By Dhirendra Tripathi
Investing.com – Peloton stock (NASDAQ:PTON) traded 1.5% lower in premarket Monday following comments from its new CEO ruling out a sale of the fitness equipment maker.
Instead of a sale, Barry McCarthy, who took over from co-founder John Foley last week, told the Financial Times the company will expand its content, expand to new geographies and widen its product portfolio.
According to McCarthy, “where the magic lives” at Peloton is on its digital screens and not its connected bikes or treadmills.
Reports of the company being a takeover target have circled last two weeks after the stock lost over 80% of its market cap from a peak of $50 billion last year. Amazon (NASDAQ:AMZN), Walt Disney (NYSE:DIS), Sony (NYSE:SONY), Apple (NASDAQ:AAPL) and Nike (NYSE:NKE) were among those named as potential suitors.

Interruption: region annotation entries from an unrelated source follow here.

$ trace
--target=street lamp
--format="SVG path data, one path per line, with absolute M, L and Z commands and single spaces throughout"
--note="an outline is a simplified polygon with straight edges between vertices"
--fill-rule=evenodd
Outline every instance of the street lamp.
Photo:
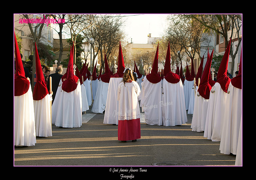
M 88 39 L 88 43 L 91 44 L 91 74 L 92 74 L 92 45 L 94 44 L 94 39 L 92 38 L 90 38 Z

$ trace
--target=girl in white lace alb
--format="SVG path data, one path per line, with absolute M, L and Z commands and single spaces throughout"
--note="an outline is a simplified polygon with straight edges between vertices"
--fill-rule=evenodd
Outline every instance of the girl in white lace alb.
M 140 138 L 140 111 L 138 101 L 140 89 L 134 81 L 132 70 L 124 70 L 123 80 L 118 85 L 118 139 L 126 142 Z

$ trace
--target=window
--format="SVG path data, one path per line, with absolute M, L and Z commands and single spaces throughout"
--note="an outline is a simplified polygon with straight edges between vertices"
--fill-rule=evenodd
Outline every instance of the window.
M 216 36 L 216 45 L 219 44 L 219 35 L 218 34 Z
M 221 34 L 220 34 L 220 44 L 224 42 L 224 37 Z
M 24 50 L 24 53 L 25 53 L 25 60 L 26 60 L 28 59 L 28 57 L 30 55 L 30 51 L 29 50 Z

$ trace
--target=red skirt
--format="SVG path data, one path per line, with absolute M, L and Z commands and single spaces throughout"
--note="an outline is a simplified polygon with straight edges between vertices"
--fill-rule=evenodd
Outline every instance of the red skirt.
M 118 120 L 118 140 L 129 141 L 140 138 L 140 119 Z

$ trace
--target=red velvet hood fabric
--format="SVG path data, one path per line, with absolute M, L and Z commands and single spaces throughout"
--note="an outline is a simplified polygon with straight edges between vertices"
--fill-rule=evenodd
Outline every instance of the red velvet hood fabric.
M 204 55 L 203 55 L 203 57 L 202 58 L 202 60 L 201 60 L 201 63 L 200 63 L 200 65 L 199 66 L 198 69 L 197 70 L 197 73 L 196 74 L 196 84 L 198 86 L 198 79 L 201 78 L 202 77 L 202 74 L 203 72 L 203 59 L 204 57 Z
M 226 93 L 228 92 L 228 89 L 229 88 L 229 86 L 231 81 L 231 79 L 228 77 L 227 75 L 231 42 L 231 39 L 229 41 L 229 45 L 227 47 L 220 63 L 219 70 L 218 71 L 217 81 L 216 81 L 216 83 L 218 83 L 220 84 L 222 90 Z
M 179 75 L 172 72 L 171 69 L 171 53 L 170 52 L 170 42 L 169 42 L 167 52 L 166 53 L 165 63 L 163 69 L 163 76 L 168 82 L 171 83 L 177 83 L 180 81 Z
M 80 82 L 80 84 L 82 85 L 82 84 L 83 84 L 83 79 L 82 78 L 82 76 L 81 75 L 81 74 L 80 74 L 80 72 L 79 71 L 79 69 L 78 69 L 78 68 L 77 67 L 77 66 L 76 68 L 76 75 L 79 78 L 79 81 Z
M 84 64 L 85 65 L 85 64 Z M 82 71 L 81 71 L 82 69 L 80 70 L 80 74 L 81 76 L 83 76 L 84 82 L 85 81 L 86 78 L 87 78 L 87 76 L 86 75 L 86 74 L 87 72 L 87 70 L 88 70 L 88 65 L 89 63 L 87 64 L 87 65 L 85 65 L 85 68 L 84 68 L 83 70 Z
M 135 61 L 134 61 L 134 70 L 133 71 L 136 72 L 136 73 L 137 73 L 138 78 L 140 78 L 142 76 L 142 74 L 140 73 L 140 72 L 139 71 L 139 69 L 138 69 L 138 67 L 137 67 L 137 65 L 136 65 Z
M 74 49 L 74 43 L 72 48 L 70 50 L 68 70 L 67 77 L 62 83 L 61 88 L 63 91 L 66 92 L 72 92 L 76 89 L 77 87 L 77 81 L 78 77 L 74 75 L 73 69 L 73 50 Z M 63 75 L 64 76 L 64 75 Z
M 104 74 L 101 75 L 100 79 L 104 83 L 109 83 L 109 81 L 110 80 L 110 77 L 112 77 L 112 76 L 111 75 L 111 74 L 110 73 L 110 70 L 109 67 L 109 64 L 107 63 L 107 60 L 106 54 L 105 54 L 104 59 L 104 62 L 105 62 L 105 73 L 104 73 Z
M 33 99 L 35 100 L 40 100 L 49 93 L 44 80 L 44 76 L 42 70 L 42 66 L 39 58 L 36 44 L 35 43 L 35 51 L 36 83 L 35 85 L 33 92 Z
M 157 73 L 158 69 L 158 48 L 159 43 L 157 45 L 156 54 L 155 55 L 155 59 L 153 63 L 152 70 L 150 74 L 146 75 L 146 79 L 152 83 L 156 84 L 159 83 L 162 80 L 162 78 Z
M 124 62 L 123 61 L 123 52 L 122 51 L 120 41 L 119 41 L 118 63 L 117 65 L 117 71 L 116 73 L 111 76 L 111 77 L 122 77 L 123 75 L 123 71 L 125 69 L 124 66 Z
M 16 66 L 16 73 L 14 74 L 14 96 L 21 96 L 27 92 L 29 88 L 30 83 L 25 76 L 24 68 L 23 67 L 15 32 L 14 48 Z
M 100 80 L 100 78 L 101 77 L 101 71 L 102 71 L 102 67 L 103 66 L 101 66 L 100 67 L 100 74 L 99 75 L 99 76 L 98 77 L 98 80 Z
M 211 65 L 212 64 L 213 50 L 212 54 L 206 62 L 204 69 L 203 72 L 200 84 L 199 85 L 198 92 L 200 95 L 206 99 L 209 99 L 210 96 L 210 92 L 212 86 L 209 83 L 209 76 L 210 74 Z
M 233 77 L 231 80 L 231 84 L 234 87 L 241 89 L 242 89 L 242 50 L 241 50 L 238 75 Z

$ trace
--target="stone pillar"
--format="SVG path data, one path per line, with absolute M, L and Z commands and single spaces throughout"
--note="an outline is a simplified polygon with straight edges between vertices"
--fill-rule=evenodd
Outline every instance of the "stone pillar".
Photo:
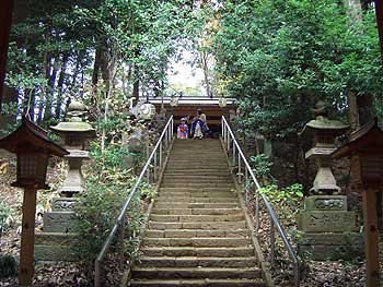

The stock has gained nearly 27% this month alone on those reports.
“If I thought it was likely that the business was going to be acquired in the foreseeable future, I can’t imagine it would be a rational act to move across the country,” he told FT. McCarthy is moving to New York from California.
“There are lots of other things I could be doing with my time that are quite lucrative than hanging out with a business that’s about to be sold,” he told the paper.